In District 6, covering the eastern San Fernando Valley, six candidates are vying to fill the seat vacated by board member Monica Ratliff. Two of them — Kelly Fitzpatrick-Gonez and Imelda Padilla — have received nearly $653,000 in outside contributions. Fitzpatrick-Gonez, 28, a science teacher at Crown Preparatory Academy in L.A., worked as an education policy adviser in the Obama administration and is the candidate of the charter supporters, receiving nearly $450,000 in donations from them thus far. Padilla, 29, a former community organizer for the Los Angeles Alliance for a New Economy, who serves on the county’s Commission for Women, has received more than $203,000 in union contributions.

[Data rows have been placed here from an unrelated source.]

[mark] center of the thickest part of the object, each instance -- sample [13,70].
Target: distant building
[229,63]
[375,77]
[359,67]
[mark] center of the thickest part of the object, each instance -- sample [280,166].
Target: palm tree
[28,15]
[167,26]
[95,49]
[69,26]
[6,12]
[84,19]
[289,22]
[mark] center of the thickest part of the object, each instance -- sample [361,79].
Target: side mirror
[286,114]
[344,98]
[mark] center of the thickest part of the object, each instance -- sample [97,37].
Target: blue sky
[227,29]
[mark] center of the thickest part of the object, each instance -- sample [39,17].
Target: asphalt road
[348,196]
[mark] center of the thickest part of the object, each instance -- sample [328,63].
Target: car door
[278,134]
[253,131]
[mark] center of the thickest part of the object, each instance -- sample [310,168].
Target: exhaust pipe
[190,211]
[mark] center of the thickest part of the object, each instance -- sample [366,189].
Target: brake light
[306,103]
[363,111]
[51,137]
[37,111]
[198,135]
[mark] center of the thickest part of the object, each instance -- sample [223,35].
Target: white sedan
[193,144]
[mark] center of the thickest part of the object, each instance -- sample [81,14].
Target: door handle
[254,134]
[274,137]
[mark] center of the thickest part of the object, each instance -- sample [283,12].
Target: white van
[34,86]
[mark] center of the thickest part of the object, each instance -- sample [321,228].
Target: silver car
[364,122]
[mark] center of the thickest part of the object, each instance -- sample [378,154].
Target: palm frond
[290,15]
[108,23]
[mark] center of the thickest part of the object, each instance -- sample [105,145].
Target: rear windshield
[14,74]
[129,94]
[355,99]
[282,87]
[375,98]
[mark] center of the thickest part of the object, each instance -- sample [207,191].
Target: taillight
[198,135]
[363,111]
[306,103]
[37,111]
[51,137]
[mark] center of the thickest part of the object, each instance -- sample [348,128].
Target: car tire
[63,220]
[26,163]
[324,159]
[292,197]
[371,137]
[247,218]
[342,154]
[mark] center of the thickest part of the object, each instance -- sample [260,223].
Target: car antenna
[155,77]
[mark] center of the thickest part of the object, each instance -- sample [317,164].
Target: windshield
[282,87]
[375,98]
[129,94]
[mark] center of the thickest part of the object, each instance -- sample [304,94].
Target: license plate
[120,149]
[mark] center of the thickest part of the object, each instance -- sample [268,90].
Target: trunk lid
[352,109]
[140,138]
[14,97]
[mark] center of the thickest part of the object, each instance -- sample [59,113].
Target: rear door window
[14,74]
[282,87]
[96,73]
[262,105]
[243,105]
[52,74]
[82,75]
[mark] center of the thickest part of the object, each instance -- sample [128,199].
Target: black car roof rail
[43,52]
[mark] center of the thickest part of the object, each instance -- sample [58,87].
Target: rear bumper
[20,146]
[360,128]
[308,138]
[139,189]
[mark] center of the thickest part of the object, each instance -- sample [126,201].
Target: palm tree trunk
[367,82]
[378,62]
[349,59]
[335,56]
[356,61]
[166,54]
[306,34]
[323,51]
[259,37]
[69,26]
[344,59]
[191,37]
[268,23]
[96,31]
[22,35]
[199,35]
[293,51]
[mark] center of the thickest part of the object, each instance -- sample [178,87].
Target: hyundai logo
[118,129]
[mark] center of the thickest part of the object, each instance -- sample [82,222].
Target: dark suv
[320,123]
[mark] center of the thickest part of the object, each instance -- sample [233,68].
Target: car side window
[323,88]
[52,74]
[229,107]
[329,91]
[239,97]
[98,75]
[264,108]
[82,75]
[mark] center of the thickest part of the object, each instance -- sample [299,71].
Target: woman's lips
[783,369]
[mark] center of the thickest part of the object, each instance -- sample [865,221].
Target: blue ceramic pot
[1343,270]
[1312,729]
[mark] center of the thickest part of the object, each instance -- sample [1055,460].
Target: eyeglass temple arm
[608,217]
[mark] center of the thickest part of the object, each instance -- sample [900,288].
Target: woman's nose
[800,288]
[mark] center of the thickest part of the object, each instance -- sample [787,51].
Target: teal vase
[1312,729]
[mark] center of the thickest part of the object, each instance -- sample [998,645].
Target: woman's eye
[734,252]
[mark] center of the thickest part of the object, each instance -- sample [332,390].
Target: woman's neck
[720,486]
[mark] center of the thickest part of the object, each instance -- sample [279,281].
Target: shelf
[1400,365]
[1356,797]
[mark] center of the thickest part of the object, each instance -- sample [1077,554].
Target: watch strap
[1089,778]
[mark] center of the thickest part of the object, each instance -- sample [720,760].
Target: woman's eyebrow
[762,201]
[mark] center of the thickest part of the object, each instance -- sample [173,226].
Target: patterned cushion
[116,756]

The California Charter School Association Advocates Independent Expenditure Committee has spent more than $64,000 to defeat a third candidate, former state assembly member Patty Lopez.

Also in the race are Gwendolyn R. Posey, a charter parent and school-choice advocate; animal welfare advocate Jose Sandoval; and Araz Parseghian, a parent and bank manager.

Correction: A previous version of this story incorrectly described Gregory Martayan as a liaison to the Armenian community in his role as a reserve police officer. We regret the error.